The idea that someone can become “better” is in itself radical. Most people go through life with the idea that “I am who I am” without ever thinking about what that means. They do not believe they need to improve, they do not have any idea that their behavior can be inappropriate or self-defeating, arrogant and insulting or anything other than “whatever it is”. Dealing with such individuals can be very frustrating because they have no context in which to look at themselves in an evaluative or even critical manner. “I’m right because I am” is usually intractable. If such a person is in charge of a department, division, or (as we have seen), an entire country, it is actually frightening.

Yet, somehow, such behavior is not only tolerated, in many ways it is supported. As long as it is considered “odd” or “weird” to investigate one’s deeply personal reactions to life, especially with professional assistance, instead of it being a way to admit that no one is perfect and that we all have clay feet, we will perpetuate the notion that self-examination is suspect. We will give those who hold their opinions as being “the only way” increased power. We will undermine any possibility that human beings can learn that there are more ways to go through life than the reactions developed as a child, and which continue through into old age, until direct deliberate intervention stops those childish reactions in their tracks.

If you come to NYC to be a professional singer, on Broadway, you will be expected to confront yourself and overcome your inhibitions, your mannerisms, your limitations, and your fears as a part of your job. You will not be allowed to hide behind any kind of cover while performing, but instead will be expected to reveal your soul in your singing, your drama and your work. Not to do that is to lose the respect of your peers. What’s worse, though, is to run away from looking at your own inner world because it is there, and only there, that life reveals itself.

What is true within is also true when projected out. If you hate yourself, you will find it hard to like anyone who likes you. If you are insecure, you will find it hard to believe anyone who tells you that you are confident, thinking they are trying to manipulate you for their own gain. If you think you are easy to ridicule or if you regard yourself as a “joke”, you will find it hard to think that others can regard you with respect, even if they say they do. If you fear that someone will take advantage of you, your very fear will somehow draw you to encounter a person who turns out to do just that.

Artists, who are often more aware and sensitive to life than non-artists, can react strongly to even benign-seeming events. Artists live in their subjective worlds, with strong emotional responses, and with bold passionate opinions about their creativity, their livelihoods, and their daily lives. If you spend most of your time in a corporate office where everyone wears a suit and no one ever raises their voice above a quiet conversational level, you truly have no idea what it’s like to live in a world where the individuals in it are vividly alive, vitally active, and incredibly vulnerable to even the tiniest things. Artists are not crazy because they are sensitive, they are not crazy because they feel things more deeply than many, they are not “unstable” because they know that some events in one’s past can color the present in a negative manner. In fact, most real artists who want to make a significant contribution to life are not unaware of all of these things. They go into psychotherapy because they want to give more to the world, not less. They want to be free to be more authentically true to themselves.
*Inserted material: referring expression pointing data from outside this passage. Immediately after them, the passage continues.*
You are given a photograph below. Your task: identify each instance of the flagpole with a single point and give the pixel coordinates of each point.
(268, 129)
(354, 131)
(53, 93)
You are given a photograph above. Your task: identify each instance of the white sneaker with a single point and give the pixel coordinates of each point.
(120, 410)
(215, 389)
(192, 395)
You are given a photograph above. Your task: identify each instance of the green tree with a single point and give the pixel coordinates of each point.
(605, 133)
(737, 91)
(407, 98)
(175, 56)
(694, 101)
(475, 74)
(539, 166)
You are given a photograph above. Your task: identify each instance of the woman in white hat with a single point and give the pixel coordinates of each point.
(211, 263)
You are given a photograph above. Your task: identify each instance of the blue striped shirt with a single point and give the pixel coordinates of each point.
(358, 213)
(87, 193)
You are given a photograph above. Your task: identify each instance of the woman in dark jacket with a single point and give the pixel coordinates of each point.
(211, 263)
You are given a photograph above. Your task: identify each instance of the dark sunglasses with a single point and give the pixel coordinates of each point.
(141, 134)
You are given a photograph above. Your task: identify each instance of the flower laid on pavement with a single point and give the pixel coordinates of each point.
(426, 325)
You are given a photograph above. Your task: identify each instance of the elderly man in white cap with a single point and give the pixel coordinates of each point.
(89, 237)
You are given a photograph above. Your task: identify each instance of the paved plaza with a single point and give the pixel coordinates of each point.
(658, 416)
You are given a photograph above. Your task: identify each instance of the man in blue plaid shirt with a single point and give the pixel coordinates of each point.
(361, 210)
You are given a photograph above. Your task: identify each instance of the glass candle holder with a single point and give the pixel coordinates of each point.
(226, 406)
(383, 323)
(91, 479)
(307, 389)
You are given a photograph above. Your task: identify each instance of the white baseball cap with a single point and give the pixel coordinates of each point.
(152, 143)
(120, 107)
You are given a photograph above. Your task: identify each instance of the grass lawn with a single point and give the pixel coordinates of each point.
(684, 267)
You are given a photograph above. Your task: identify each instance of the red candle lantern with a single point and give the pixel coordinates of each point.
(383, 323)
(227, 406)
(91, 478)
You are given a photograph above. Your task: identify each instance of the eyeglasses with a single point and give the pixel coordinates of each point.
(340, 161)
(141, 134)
If you think that you are “OK the way you are” you are in the majority; if you think that how you behave, what you do and how you react is “just the way things are”; if you think that nothing can be changed through conscious work, through talking, through new insights, through the skills of someone with training navigating the paths of behavior and thought; then I feel truly sorry for you. It’s a small way to go through life and it can have powerful repercussions, if not for you, then for those who live with you and share your life. If you consider yourself an artist, have the humility to submit your Ego to evaluation by a qualified expert, because your art will only flower and expand when you do.